A handful of bath salts users have turned up at Mercy’s substance abuse treatment center in Westbrook, including one agitated patient who flipped over a nurse’s desk, said nurse manager Tammie Bouchard.
“They have superhuman strength, so restraints don’t even hold them,” she said before Wednesday’s conference.
Bath salts users present tricky new challenges for health care providers and police. They can be impervious to pain, which not only puts others at risk but also means ambulance and emergency room staff may not realize when a user is injured.
Dr. Anthony Ng, chief medical officer at The Acadia Hospital in Bangor, said he once saw police transport a bath salts user for psychiatric treatment, unaware that her leg was broken so badly that her femur was protruding from her thigh.
“They don’t even feel the pain and they end up with broken bones,” he said.
Bath salts patients tend to eat up emergency room resources, as multiple doctors and nurses can be needed to restrain and treat them, Ng said.

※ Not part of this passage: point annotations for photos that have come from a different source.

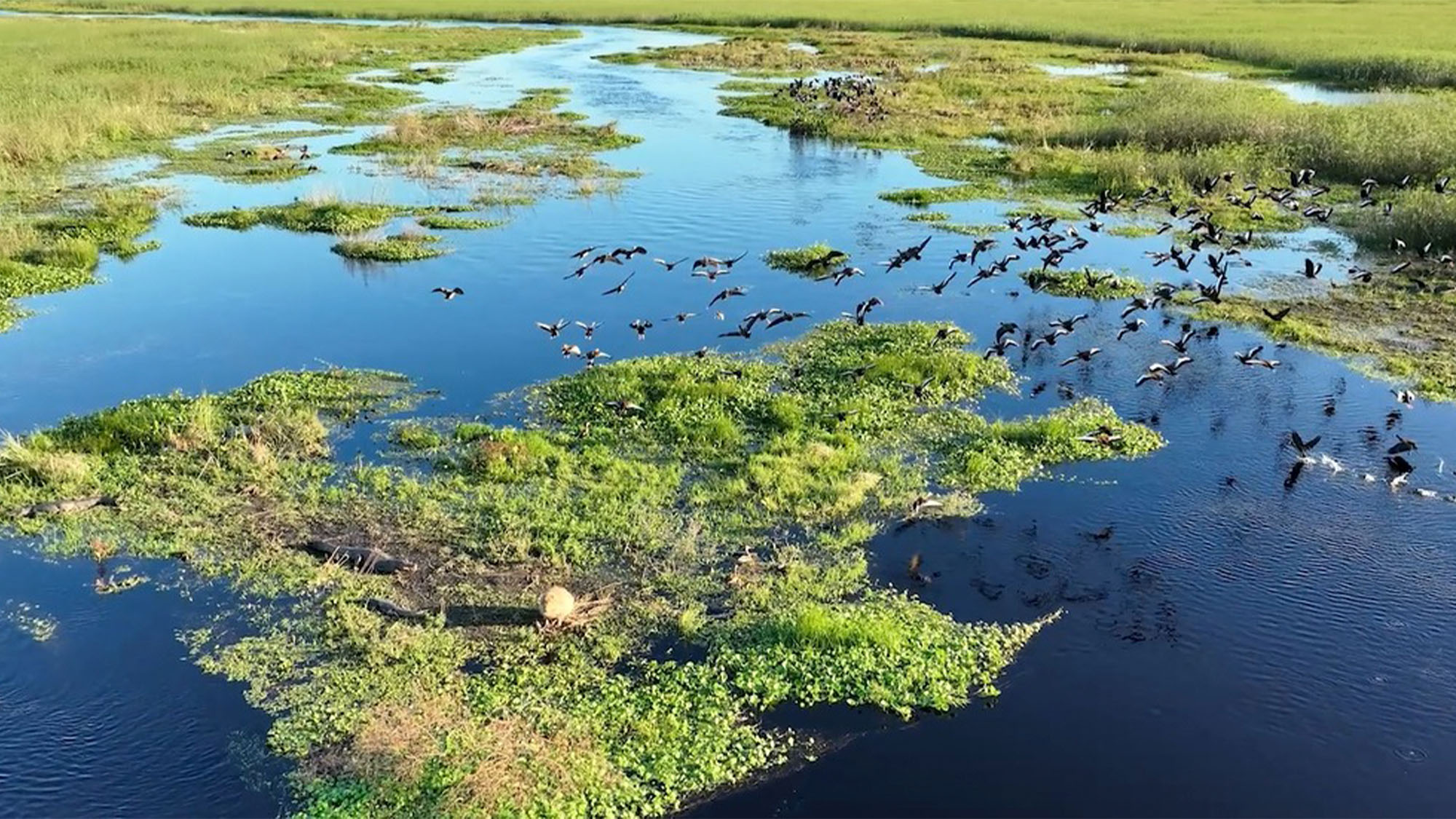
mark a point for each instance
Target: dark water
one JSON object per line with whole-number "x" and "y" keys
{"x": 1234, "y": 647}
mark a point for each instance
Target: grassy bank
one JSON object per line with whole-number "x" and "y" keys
{"x": 78, "y": 92}
{"x": 711, "y": 518}
{"x": 1366, "y": 43}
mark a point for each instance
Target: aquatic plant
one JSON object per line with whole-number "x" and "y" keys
{"x": 719, "y": 503}
{"x": 810, "y": 258}
{"x": 397, "y": 248}
{"x": 1087, "y": 283}
{"x": 928, "y": 216}
{"x": 446, "y": 222}
{"x": 302, "y": 216}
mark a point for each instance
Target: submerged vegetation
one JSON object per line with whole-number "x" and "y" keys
{"x": 1400, "y": 327}
{"x": 449, "y": 222}
{"x": 719, "y": 506}
{"x": 397, "y": 248}
{"x": 526, "y": 139}
{"x": 320, "y": 216}
{"x": 810, "y": 258}
{"x": 66, "y": 101}
{"x": 1085, "y": 283}
{"x": 1358, "y": 43}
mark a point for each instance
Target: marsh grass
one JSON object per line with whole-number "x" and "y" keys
{"x": 395, "y": 248}
{"x": 1391, "y": 328}
{"x": 803, "y": 260}
{"x": 449, "y": 222}
{"x": 87, "y": 91}
{"x": 315, "y": 216}
{"x": 1087, "y": 283}
{"x": 778, "y": 468}
{"x": 1361, "y": 43}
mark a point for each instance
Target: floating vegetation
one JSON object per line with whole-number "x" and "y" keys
{"x": 720, "y": 503}
{"x": 28, "y": 618}
{"x": 1087, "y": 283}
{"x": 397, "y": 248}
{"x": 446, "y": 222}
{"x": 531, "y": 123}
{"x": 416, "y": 76}
{"x": 1400, "y": 327}
{"x": 324, "y": 216}
{"x": 62, "y": 251}
{"x": 414, "y": 435}
{"x": 968, "y": 229}
{"x": 810, "y": 258}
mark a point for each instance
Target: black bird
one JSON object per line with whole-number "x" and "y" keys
{"x": 786, "y": 318}
{"x": 1000, "y": 349}
{"x": 733, "y": 261}
{"x": 1302, "y": 446}
{"x": 842, "y": 274}
{"x": 863, "y": 309}
{"x": 1131, "y": 327}
{"x": 1404, "y": 445}
{"x": 621, "y": 286}
{"x": 1069, "y": 324}
{"x": 727, "y": 295}
{"x": 1051, "y": 340}
{"x": 1083, "y": 356}
{"x": 553, "y": 330}
{"x": 828, "y": 258}
{"x": 940, "y": 288}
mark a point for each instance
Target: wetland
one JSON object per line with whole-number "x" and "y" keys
{"x": 318, "y": 509}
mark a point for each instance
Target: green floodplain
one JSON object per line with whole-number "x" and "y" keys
{"x": 711, "y": 516}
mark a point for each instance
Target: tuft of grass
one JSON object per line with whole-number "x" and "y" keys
{"x": 416, "y": 436}
{"x": 302, "y": 216}
{"x": 397, "y": 248}
{"x": 810, "y": 258}
{"x": 448, "y": 222}
{"x": 780, "y": 467}
{"x": 928, "y": 216}
{"x": 1087, "y": 283}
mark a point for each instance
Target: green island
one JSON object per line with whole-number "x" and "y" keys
{"x": 62, "y": 107}
{"x": 710, "y": 519}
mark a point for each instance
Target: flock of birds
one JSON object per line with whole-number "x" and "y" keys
{"x": 1048, "y": 242}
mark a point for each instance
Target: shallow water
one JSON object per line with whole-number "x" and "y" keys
{"x": 1235, "y": 649}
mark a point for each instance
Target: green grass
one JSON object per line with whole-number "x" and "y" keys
{"x": 397, "y": 248}
{"x": 1390, "y": 328}
{"x": 78, "y": 92}
{"x": 803, "y": 260}
{"x": 1356, "y": 43}
{"x": 928, "y": 216}
{"x": 302, "y": 216}
{"x": 446, "y": 222}
{"x": 745, "y": 486}
{"x": 1087, "y": 283}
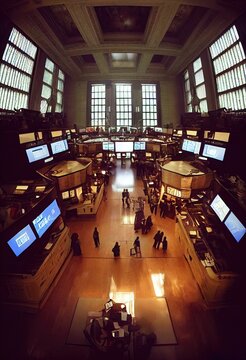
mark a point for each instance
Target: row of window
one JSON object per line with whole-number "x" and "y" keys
{"x": 123, "y": 105}
{"x": 16, "y": 71}
{"x": 229, "y": 62}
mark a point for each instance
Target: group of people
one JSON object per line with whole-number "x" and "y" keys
{"x": 125, "y": 198}
{"x": 146, "y": 224}
{"x": 160, "y": 239}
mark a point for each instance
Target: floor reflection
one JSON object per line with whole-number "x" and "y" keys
{"x": 126, "y": 297}
{"x": 158, "y": 284}
{"x": 124, "y": 179}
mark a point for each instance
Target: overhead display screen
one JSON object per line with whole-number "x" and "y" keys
{"x": 191, "y": 146}
{"x": 22, "y": 240}
{"x": 46, "y": 218}
{"x": 124, "y": 146}
{"x": 219, "y": 207}
{"x": 37, "y": 153}
{"x": 234, "y": 225}
{"x": 59, "y": 146}
{"x": 139, "y": 145}
{"x": 214, "y": 152}
{"x": 108, "y": 146}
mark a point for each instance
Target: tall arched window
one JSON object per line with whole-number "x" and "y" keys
{"x": 229, "y": 64}
{"x": 16, "y": 71}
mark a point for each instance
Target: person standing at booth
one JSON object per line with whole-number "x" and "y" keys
{"x": 96, "y": 237}
{"x": 116, "y": 249}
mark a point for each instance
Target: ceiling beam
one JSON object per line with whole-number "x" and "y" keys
{"x": 144, "y": 62}
{"x": 83, "y": 21}
{"x": 159, "y": 23}
{"x": 166, "y": 48}
{"x": 102, "y": 63}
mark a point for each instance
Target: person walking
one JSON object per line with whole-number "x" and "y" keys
{"x": 123, "y": 197}
{"x": 116, "y": 249}
{"x": 75, "y": 244}
{"x": 159, "y": 240}
{"x": 164, "y": 244}
{"x": 127, "y": 196}
{"x": 149, "y": 224}
{"x": 96, "y": 237}
{"x": 156, "y": 238}
{"x": 136, "y": 246}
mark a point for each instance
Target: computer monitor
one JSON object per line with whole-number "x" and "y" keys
{"x": 219, "y": 207}
{"x": 124, "y": 146}
{"x": 108, "y": 145}
{"x": 214, "y": 152}
{"x": 234, "y": 225}
{"x": 139, "y": 145}
{"x": 46, "y": 218}
{"x": 59, "y": 146}
{"x": 22, "y": 240}
{"x": 37, "y": 153}
{"x": 108, "y": 305}
{"x": 191, "y": 146}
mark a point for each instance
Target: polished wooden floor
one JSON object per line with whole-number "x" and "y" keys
{"x": 202, "y": 333}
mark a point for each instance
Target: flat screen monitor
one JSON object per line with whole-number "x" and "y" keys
{"x": 47, "y": 217}
{"x": 178, "y": 133}
{"x": 37, "y": 153}
{"x": 22, "y": 240}
{"x": 27, "y": 137}
{"x": 59, "y": 146}
{"x": 56, "y": 133}
{"x": 214, "y": 152}
{"x": 139, "y": 145}
{"x": 191, "y": 132}
{"x": 219, "y": 207}
{"x": 108, "y": 145}
{"x": 124, "y": 146}
{"x": 234, "y": 225}
{"x": 191, "y": 146}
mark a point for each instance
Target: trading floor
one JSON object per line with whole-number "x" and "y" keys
{"x": 201, "y": 333}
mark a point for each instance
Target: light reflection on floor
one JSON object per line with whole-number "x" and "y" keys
{"x": 124, "y": 179}
{"x": 126, "y": 298}
{"x": 158, "y": 284}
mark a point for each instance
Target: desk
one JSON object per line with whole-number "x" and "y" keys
{"x": 109, "y": 329}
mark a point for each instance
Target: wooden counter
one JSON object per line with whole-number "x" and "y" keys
{"x": 183, "y": 176}
{"x": 30, "y": 291}
{"x": 218, "y": 288}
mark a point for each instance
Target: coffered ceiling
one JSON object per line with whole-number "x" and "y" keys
{"x": 106, "y": 39}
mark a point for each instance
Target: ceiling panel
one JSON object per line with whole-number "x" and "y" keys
{"x": 62, "y": 23}
{"x": 165, "y": 35}
{"x": 123, "y": 19}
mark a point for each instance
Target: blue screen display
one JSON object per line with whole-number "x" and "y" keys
{"x": 214, "y": 152}
{"x": 59, "y": 146}
{"x": 22, "y": 240}
{"x": 46, "y": 218}
{"x": 37, "y": 153}
{"x": 236, "y": 228}
{"x": 219, "y": 207}
{"x": 108, "y": 145}
{"x": 139, "y": 145}
{"x": 191, "y": 146}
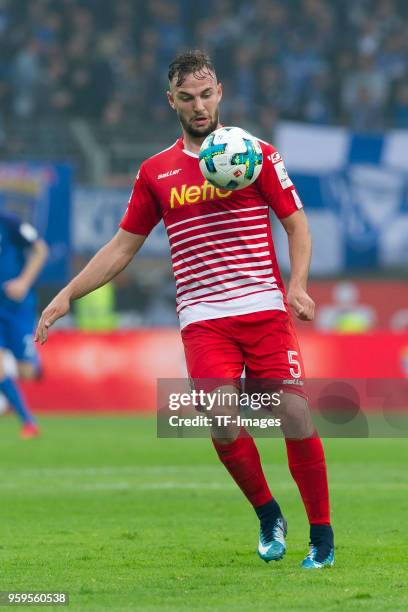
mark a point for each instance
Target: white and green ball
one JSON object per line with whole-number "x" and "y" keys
{"x": 230, "y": 158}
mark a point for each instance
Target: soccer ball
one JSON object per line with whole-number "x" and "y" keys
{"x": 230, "y": 158}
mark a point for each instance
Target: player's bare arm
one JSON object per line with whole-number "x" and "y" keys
{"x": 105, "y": 265}
{"x": 17, "y": 288}
{"x": 300, "y": 251}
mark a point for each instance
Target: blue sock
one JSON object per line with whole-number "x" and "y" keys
{"x": 9, "y": 388}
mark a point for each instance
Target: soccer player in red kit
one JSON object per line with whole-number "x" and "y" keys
{"x": 231, "y": 302}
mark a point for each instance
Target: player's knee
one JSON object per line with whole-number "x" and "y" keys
{"x": 26, "y": 371}
{"x": 295, "y": 415}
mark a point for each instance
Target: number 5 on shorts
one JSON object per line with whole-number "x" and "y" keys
{"x": 293, "y": 360}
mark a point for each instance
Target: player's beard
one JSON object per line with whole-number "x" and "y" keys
{"x": 200, "y": 132}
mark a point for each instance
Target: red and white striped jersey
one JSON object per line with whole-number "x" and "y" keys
{"x": 221, "y": 243}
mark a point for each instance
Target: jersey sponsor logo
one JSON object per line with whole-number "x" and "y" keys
{"x": 283, "y": 175}
{"x": 275, "y": 157}
{"x": 196, "y": 194}
{"x": 169, "y": 173}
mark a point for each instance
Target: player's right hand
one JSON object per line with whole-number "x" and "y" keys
{"x": 54, "y": 311}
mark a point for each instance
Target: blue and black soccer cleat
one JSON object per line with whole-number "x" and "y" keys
{"x": 321, "y": 551}
{"x": 272, "y": 544}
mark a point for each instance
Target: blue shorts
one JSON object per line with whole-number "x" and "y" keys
{"x": 17, "y": 335}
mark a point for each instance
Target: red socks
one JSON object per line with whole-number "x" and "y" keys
{"x": 241, "y": 458}
{"x": 308, "y": 468}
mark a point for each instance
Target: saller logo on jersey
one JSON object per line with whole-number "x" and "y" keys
{"x": 196, "y": 194}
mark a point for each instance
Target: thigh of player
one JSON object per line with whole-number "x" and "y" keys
{"x": 17, "y": 333}
{"x": 273, "y": 362}
{"x": 215, "y": 363}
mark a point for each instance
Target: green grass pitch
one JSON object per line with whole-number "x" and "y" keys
{"x": 102, "y": 509}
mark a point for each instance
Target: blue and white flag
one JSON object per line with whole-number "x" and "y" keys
{"x": 355, "y": 191}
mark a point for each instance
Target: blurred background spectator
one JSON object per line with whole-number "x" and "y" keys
{"x": 84, "y": 81}
{"x": 312, "y": 60}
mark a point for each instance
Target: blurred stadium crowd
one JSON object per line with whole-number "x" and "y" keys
{"x": 320, "y": 61}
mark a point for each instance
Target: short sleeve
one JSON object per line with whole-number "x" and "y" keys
{"x": 143, "y": 211}
{"x": 275, "y": 185}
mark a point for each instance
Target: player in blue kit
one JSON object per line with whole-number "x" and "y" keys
{"x": 22, "y": 256}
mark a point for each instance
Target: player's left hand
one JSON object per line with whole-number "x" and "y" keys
{"x": 302, "y": 303}
{"x": 16, "y": 289}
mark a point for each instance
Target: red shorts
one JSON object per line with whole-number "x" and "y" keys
{"x": 265, "y": 343}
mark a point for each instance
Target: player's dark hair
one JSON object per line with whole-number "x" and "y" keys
{"x": 190, "y": 62}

Meanwhile, other patients are left waiting for services.
Some bath salts patients must be sedated, Ng said, but he cautioned health providers against resorting to medications and restraints without first trying other methods. Speaking reassuringly to an agitated or paranoid patient and moving them to quiet room with low light often works to calm them enough for a medical assessment and treatment, he said.
That approach makes for a better relationship between doctor and patient, and also avoids a sedated bath salts user lying unconscious in the ER for long stretches of time, Ng said.
Health experts are still working to develop a treatment protocol for bath salts patients, and the drug’s long-term effects remain unknown.
Ng said he fears the damage could be similar to the long-lasting effects of the chemical drug PCP. Some bath salts addicts — the drug can be snorted, shooted or smoked — relapse into hallucinations and paranoia weeks after their last dose, he said.
Bath salts’ presence in Bangor has waned, partially because the price rose recently after possession and trafficking of the drug became a felony, making cheaper drugs more attractive, Ng said. Police have cracked down on sellers and users, and the Bangor community fought back against the epidemic with partnerships among law enforcement, first responders, health professionals and schools.
That model could help to discourage the drug’s spread in southern Maine, but must be tailored to each community, Ng said.
“Something that worked for us may not work for you guys,” he said.